Emile: So, you expected me to fool you, didn't you?

Raymond: Yes.

Emile: But I didn't, did I?

Raymond: No.

Emile: But you expected me to, didn't you?

Raymond: Yes.

Emile: So I fooled you, didn't I!

Well, I recall lying in bed long after the lights were turned out wondering whether or not I had really been fooled. On the one hand, if I wasn't fooled, then I did not get what I expected, hence I was fooled. (This was Emile's argument.) But with equal reason it can be said that if I was fooled, then I did get what I expected, so then, in what sense was I fooled. So, was I fooled or wasn't I?"

I highly recommend What is the Name of This Book. It's a great introduction to logic in the form of puzzles. Most of the puzzles take the form of "You are on an island inhabited by Liars and Truth-Tellers, but you don't know who is which," and it gets more complicated from there. Much more complicated. At the end of the book, you're dealing with "insane liars" who, regardless of what is true, believe the opposite. So an insane liar always inadvertantly tells the truth because what they believe is true is really false, but they lie about it.

Ouch.

#### 13 comments:

1. WHOA! I am interested in the same type of thing. But a lot of it I don't even get:-)

2. Yeah, a lot of it is too much for me, too. But I'm convinced that you will be way ahead of me in no time at all (as opposed to at no time at all :-)

3. This comment has been removed by a blog administrator.

4. in no time at all vs. at no time at all.

5. Yeah! I guess so!

6. Nice blog!

7. Bravo for making me stop thinking for a minute.

8. Because words have multiple meanings and imprecise meanings we cannot reach the truth by reasoning alone. But words are what we use most often to express ideas. When we speak of truth, we are speaking of the truth of a group of words. We come up with words for things which may or may not exist, such as eternity, infinity, finite, supernatural, divine. Logic and reasoning break down when we get to the extremes of human imagination. Logic and reasoning serve us well in the here and now, but can it apply to eternity, infinity, the supernatural, or the divine?

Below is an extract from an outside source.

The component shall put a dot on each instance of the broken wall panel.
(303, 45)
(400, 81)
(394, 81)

9. Can logic and reasoning apply to a discussion of eternity, infinity, the supernatiural, or the divine"? If not, your statement that "logic and reasoning break down when we get to the extremes of human imagination" was illogical.

10. When I say infinity, I mean whether or not the universe is infinite in size. Mathematicians use infinity, but physicists assume that no measurable quantity can have an infinite value.

Yes, logic an apply to a discussion of eternity, infinity, the supernatural, the divine, but it cannot address their existence or non-existence.

11. If the riddles of Raymond Smullyan likes you, then this web ( http://4chests.blogspot.com) too. Sure.

Cu

12. Great site, Carlllord. Thank you!